K. Reszka: „Jestem zadowolony z tej rundy”
13 grudnia 2021, 18:45 | Autor: KamilDrugim gościem dzisiejszej porannej audycji na antenie Widzew.FM był Konrad Reszka. Wychowanek Widzewa Łódź przez całą rundę jesienną był zastępcą Jakuba Wrąbla, ale gdy pojawiła się okazja, wszedł między słupki i w żadnym stopniu nie zawiódł. Jak podsumował ostatnie miesiące w rozmowie z Marcinem Tarocińskim?

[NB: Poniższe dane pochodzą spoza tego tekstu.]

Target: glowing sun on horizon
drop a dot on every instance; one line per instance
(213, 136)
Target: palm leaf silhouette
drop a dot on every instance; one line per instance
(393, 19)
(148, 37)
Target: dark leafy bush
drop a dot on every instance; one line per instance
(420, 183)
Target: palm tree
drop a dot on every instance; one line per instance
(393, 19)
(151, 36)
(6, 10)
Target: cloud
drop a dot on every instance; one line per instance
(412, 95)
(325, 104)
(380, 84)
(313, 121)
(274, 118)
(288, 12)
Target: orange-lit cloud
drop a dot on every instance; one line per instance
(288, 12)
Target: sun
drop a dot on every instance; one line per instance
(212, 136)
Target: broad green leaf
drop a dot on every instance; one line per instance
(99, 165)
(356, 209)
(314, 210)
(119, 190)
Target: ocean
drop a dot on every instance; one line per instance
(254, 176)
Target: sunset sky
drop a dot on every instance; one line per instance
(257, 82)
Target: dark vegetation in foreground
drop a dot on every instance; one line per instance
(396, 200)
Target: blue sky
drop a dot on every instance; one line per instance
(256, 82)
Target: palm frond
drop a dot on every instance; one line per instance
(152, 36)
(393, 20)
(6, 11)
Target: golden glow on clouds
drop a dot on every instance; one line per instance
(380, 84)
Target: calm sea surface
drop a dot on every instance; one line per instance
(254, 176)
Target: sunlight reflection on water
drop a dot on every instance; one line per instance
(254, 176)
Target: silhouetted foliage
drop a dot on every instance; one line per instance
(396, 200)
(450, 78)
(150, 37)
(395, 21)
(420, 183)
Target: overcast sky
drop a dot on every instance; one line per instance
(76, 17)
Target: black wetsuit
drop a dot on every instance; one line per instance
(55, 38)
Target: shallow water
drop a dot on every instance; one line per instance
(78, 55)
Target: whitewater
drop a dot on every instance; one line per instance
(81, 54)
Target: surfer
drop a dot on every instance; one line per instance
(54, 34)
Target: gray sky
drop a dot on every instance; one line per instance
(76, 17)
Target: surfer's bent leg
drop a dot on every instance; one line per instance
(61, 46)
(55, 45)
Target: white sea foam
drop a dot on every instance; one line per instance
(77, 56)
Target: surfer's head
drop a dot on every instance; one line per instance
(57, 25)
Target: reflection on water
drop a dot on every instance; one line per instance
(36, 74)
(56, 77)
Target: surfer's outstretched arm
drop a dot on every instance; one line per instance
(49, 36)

Golkiper przyznał, że od rozpoczęcia sezonu wiedział, że w drużynie Janusza Niedźwiedzia będzie pełnił rolę numeru dwa. Czekał przy tym na swoją szansę. „Przed sezonem dostałem informację, jaka będzie moja rola w drużynie. Wiadomo, że w trakcie meczów zmiany bramkarzy wykonuje się bardzo rzadko, ale zaakceptowałem taką sytuację. Chciałem się jak najlepiej wywiązywać z powierzonych mi zadań, lecz liczyłem przy okazji, że pojawią się okazje do pokazania się na murawie. Mimo wszystko – jestem zadowolony z tej rundy” – usłyszeliśmy.
Okazja przyszła w starciu z GKS Katowice, gdy po rozgrzewce okazało się, że Wrąbel nie będzie w stanie zagrać. Reszka wskoczył więc do bramki. „Gdy przyjechałem na zbiórkę, to były sygnały, że Kuba ma problem. Myślałem, że wyjdzie na rozgrzewkę i będzie wszystko dobrze, ale przy wykonywaniu dłuższych podań okazało się, że nie da rady. Wiadomo, że nie cieszyłem się z kontuzji kolegi, ale patrzyłem na to pod takim kątem, że przyszła szansa, na którą czekałem. Czułem radość, ponieważ wiedziałem, że przez całą rundę dobrze pracowałem i byłem przygotowany na tę chwilę. Wiedziałem, że to będzie dobry dzień” – mówił na antenie.
Bramkarz wystąpił również tydzień później w Tychach. To było spotkanie ciężkie gatunkowo. „Liczyłem na to, że trafi się jeszcze jeden mecz, ale przygotowywałem się na dużym spokoju, na nic się nie nastawiałem. Na każdy trening przychodziłem pozytywnie nastawiony, a sztab szkoleniowy mi zaufał. Miałem szczęście, bo grałem w ciężkich gatunkowo spotkaniach, zwłaszcza tym w Tychach. To pomagało mi zachować koncentrację oraz radość z tego, że mogę grać przy dużej publice. Po końcowym gwizdku byłem wściekły, bo mieliśmy szansę, aby zostać liderem, a straciliśmy gola w końcówce. Nigdy nie byłem taki zły” – powiedział 24-latek.
Reszka zdradził, jak ważną rolę odgrywa dla niego współpraca z Andrzejem Woźniakiem. „Muszę oddać to trenerowi, że nasza współpraca wygląda bardzo dobrze. Nawet nie chodzi o aspekty techniczne czy typowo treningowe, bo to wiadomo, że jego warsztat jest wielki, ale również mentalne. Trener dużo ze mną rozmawiał, tłumaczył, jak to wszystko wygląda, jak radzić sobie z różnymi sytuacjami, gdy przychodziły kryzysy, bo wiadomo, że takie się zjawiały. Wówczas był trener Woźniak i pomagał mi się z nimi zmierzyć” – podsumował na zakończenie.